La Moni entra a la pieza. “¿Qué hacés?”, lo saluda. “Hola”, responde. “Pasado ando, muy, con esto del coronavirus”, explica. “Me llenaron de laburo y por esto tardé tanto en venir a verlos”, sigue explicando. “Mirá, todo bien, ellos no están fáciles con esto del encierro.

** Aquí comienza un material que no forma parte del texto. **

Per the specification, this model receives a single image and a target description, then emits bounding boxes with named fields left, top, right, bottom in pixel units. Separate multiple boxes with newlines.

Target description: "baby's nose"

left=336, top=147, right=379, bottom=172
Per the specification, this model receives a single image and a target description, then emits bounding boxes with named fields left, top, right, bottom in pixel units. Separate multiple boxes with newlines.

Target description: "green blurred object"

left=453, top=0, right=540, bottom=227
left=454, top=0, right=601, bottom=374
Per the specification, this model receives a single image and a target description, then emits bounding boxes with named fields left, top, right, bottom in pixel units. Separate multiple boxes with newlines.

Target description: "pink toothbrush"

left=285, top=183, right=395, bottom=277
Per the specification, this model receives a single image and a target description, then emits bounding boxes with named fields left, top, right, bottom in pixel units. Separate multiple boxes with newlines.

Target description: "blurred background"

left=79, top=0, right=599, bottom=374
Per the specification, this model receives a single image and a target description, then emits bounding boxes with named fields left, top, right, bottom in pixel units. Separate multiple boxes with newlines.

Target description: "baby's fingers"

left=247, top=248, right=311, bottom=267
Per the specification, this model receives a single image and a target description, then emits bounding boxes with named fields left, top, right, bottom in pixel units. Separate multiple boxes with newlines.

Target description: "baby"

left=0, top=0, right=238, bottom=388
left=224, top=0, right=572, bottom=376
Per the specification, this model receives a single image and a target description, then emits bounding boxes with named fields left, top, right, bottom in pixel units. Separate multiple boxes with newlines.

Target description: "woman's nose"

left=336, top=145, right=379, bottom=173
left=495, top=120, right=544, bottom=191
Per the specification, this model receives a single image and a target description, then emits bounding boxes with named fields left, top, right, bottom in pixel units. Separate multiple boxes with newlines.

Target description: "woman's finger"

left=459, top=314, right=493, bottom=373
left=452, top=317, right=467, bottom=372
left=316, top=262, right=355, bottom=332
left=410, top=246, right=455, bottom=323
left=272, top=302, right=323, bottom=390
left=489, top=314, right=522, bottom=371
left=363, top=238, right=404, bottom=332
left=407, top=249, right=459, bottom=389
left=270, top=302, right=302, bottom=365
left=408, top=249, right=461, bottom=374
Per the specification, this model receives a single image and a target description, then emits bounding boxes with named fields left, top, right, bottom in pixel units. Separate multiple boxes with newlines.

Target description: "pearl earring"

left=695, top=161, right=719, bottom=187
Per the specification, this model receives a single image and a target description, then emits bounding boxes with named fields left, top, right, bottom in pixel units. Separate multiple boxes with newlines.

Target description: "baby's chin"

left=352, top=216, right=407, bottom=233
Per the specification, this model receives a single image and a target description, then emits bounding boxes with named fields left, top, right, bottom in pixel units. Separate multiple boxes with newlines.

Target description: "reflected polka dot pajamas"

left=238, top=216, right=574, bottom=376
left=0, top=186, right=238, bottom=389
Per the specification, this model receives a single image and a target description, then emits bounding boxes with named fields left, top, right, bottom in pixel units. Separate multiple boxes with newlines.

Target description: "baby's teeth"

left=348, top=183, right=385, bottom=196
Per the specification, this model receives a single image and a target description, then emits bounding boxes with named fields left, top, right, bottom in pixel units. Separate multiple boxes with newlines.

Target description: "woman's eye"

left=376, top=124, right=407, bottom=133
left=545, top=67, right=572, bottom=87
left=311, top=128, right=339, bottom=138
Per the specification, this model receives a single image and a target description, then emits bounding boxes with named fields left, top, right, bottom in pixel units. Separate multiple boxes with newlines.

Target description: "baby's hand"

La mami me dice que me dejaste la plata, con eso basta por ahora, porque yo no cobré, en el supermercado me permiten sacar al fiado pero tampoco quiero llenarme de deudas”, se explaya La Moni. “Te entiendo, quedate tranquila que conmigo podés contar”, la calma Ariel. “Eso lo sé, pero no es fácil estar acá con ellos, mis viejos que andan todo el día buscando algo para hacer y mi hermano que hace la suya, ayer lo tuvimos que ir a buscar a la 18 por eso de que violó la cuarentena, nada grave, pero nos comimos tres horas en la unidad judicial, viste”, cuenta Mónica. “¿Vos te estás viendo con alguien?”, le pregunta así, de rompe y raja, tras la perorata del incidente familiar. Ariel, que tiene a Anabella casi dormida abrazada a su falda, le pide que “no empecemos con eso, estamos separados, cada uno con sus cosas, no jodamos porque después terminamos a las puteadas y no quiero embroncarme ahora, que vengo cansado”. “Está claro que te la seguís cogiendo, entonces”, deduce La Moni. “Mejor andate, sí, tengo que ponerme con la vieja a desinfectar la casa, acá todo el mundo va y viene y toca todas las superficies, me tienen harta”, agrega, molesta. “Mejor me voy, tenés razón”, dice Ariel, y aleja a Anabella de su cuerpo y la deposita suavemente en la cama. “Gracias por la guita”, le dice Moni cuando lo ve irse hasta ser tragado por la luz exterior. “Me llamás si necesitan algo”, se oye lejano.